I blog about Ruby on Rails, coding, and servers

Dynamoid 0.4.0

Reading time 3 minutes

Dynamoid 0.4.0 is a pretty significant improvement over previous iterations of Dynamoid. While the project has obviously always been my hobby, 0.4.0 represents what I would consider one of the first iterations I would use in a real production application. Not because the previous version haven’t worked – they’ve all done exactly what they should do. But now it has the flexibility and options to really allow an application to thrive in Amazon’s DynamoDB.

What do I mean by that?

Per-table Performance

Previously to 0.4.0, Dynamoid’s table provisioning relied on the defaults that Dynamoid provided (100 read, 20 write) and then manual tuning if you wanted to make any changes from there. And that’s for every table. This was especially frustrating because you can only scale up to twice the current value (though you can do that as many times as you want)… but the real downer is you can only scale down 20%, and you can only do that once per day. So obviously if my defaults didn’t work for you, you had to go through a couple of days of readjustment, and who wants that?

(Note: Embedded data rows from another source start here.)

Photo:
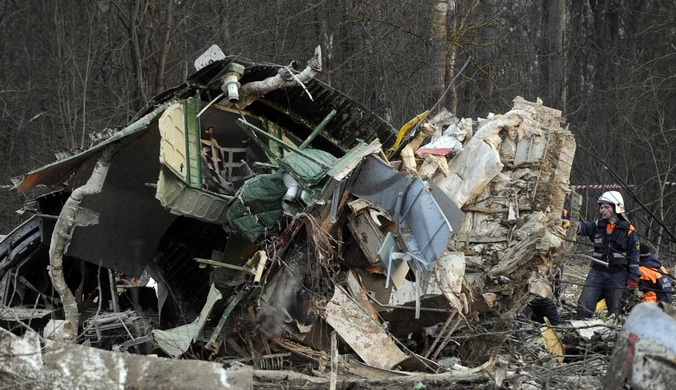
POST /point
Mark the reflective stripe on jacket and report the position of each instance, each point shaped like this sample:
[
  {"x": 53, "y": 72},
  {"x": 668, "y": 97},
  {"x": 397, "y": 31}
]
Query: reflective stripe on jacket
[{"x": 655, "y": 281}]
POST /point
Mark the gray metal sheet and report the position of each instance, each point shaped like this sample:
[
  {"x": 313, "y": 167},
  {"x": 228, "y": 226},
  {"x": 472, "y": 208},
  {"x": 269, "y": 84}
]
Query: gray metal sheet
[
  {"x": 424, "y": 229},
  {"x": 131, "y": 220}
]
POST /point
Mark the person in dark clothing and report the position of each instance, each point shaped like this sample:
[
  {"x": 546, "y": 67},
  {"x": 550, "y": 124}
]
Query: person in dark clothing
[
  {"x": 615, "y": 266},
  {"x": 655, "y": 282}
]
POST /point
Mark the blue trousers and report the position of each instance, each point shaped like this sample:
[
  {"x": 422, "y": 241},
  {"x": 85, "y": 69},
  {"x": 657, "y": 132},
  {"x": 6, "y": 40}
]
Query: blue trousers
[{"x": 601, "y": 285}]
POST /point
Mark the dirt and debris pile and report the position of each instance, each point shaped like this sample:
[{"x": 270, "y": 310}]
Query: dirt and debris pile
[{"x": 289, "y": 228}]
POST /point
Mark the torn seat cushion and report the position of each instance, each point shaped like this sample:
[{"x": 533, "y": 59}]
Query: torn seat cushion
[
  {"x": 309, "y": 171},
  {"x": 256, "y": 208}
]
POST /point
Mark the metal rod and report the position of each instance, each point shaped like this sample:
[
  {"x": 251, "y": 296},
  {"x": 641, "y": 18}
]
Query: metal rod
[
  {"x": 317, "y": 129},
  {"x": 441, "y": 333},
  {"x": 262, "y": 259},
  {"x": 113, "y": 290},
  {"x": 219, "y": 264}
]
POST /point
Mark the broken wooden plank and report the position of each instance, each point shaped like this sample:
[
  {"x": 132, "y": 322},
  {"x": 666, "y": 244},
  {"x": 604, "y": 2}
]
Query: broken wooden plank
[{"x": 361, "y": 332}]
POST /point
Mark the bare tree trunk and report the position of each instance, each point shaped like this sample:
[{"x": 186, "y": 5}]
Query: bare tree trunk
[
  {"x": 453, "y": 51},
  {"x": 438, "y": 56},
  {"x": 561, "y": 48},
  {"x": 161, "y": 70},
  {"x": 73, "y": 215}
]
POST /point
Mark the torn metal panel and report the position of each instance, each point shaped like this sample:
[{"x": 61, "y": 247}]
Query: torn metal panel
[
  {"x": 406, "y": 198},
  {"x": 176, "y": 341},
  {"x": 132, "y": 221},
  {"x": 361, "y": 332},
  {"x": 351, "y": 160},
  {"x": 450, "y": 273},
  {"x": 22, "y": 313},
  {"x": 645, "y": 351},
  {"x": 22, "y": 360},
  {"x": 353, "y": 121},
  {"x": 365, "y": 226},
  {"x": 173, "y": 151},
  {"x": 58, "y": 172}
]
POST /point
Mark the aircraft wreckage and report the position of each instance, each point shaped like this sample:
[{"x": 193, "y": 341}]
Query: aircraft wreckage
[{"x": 256, "y": 215}]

Now you can specify performance options for each table you create, using the new table Dynamoid syntax:

class Tweet
  include Dynamoid::Document

  table name: :twitters, key: :tweet_id, read_capacity: 200, write_capacity: 200

As a bonus you can also change the hash key and even the table name. Though the table name will still be placed in your namespace – so if your namespace is dynamoid, your table will be dynamoid_twitters, in the above example.

Consistent Querying

Consistency in enormous databases can be a troublesome question to address. I’ve read that DynamoDB’s consistent pricing is too high and I agree with Alex’s points: but we live in a universe where DynamoDB consistent reading is reality, so we may as well make the best of it.

That said, thanks to Anantha Kumaran, Dynamoid can now take full advantage of DynamoDB’s consistent read feature. Issuing queries like this:

Address.where(:city => 'Chicago').consistent.all
Address.find(1, :consistent => true)

Will retrieve all results, even the most recently-written ones. I gotta say, having people you don’t even know commit to projects is one of the joys of open source programming, and this feature was written entirely by Anantha (though refactored a bit by yours truly).

Future Functionality

I had a suggestion from Aaron Namba to implement a rake task that would create tables. I think that’s a great idea; expanding on it, a task to reprovision existing tables would also be pretty cool. Also, Mongoid offers embedded relations – it should be no problem to offer those in DynamoDB through Dynamoid as well. The only issue, of course, is indexing the children IDs from inside their parents… but we already perform indexing, so it wouldn’t be that bad.

Speaking of indexing, being able to index an association attribute would be pretty keen. So then you could go user.addresses.where(:city => 'Chicago').all and have it perform a quick lookup on a denormalized index table, rather than manually find all addresses for the user and then use Ruby to filter them. I’m not sure about this functionality, though, for the same reason that I’m unsure about adding geolocation.

Geolocation, you say? Yes indeed. Initially I had specced out a geohash-style geolocation functionality that would allow models to do single-field location and distance finding. The longer I pondered the problem, though, the less compelling this answer seemed to me. Amazing pieces of software have already been developed (like elasticsearch) that are dedicated only to indexing (both text and geolocation). They do it faster and easier than DynamoDB probably ever could, and even Amazon has acknowledged this with the creation of their CloudSearch service.

So I’m not sure complicated indexing will ever be on the table for Dynamoid. DynamoDB has some strengths and some really glaring weakness; and one of those weaknesses is indexing. Denormalized data is a pain to manage, and even though Dynamoid takes care of it all for you behind the scenes, complicated index tables make your application difficult to understand and painful to manage.

Unless I hear compelling arguments otherwise, I’ll probably be relying on elasticsearch for my future Dynamoid applications. But the two of them should go together like peanut butter and chocolate; I’m working on a project now that should make significant use of both of them, so look for a future blog post detailing the two of them working together!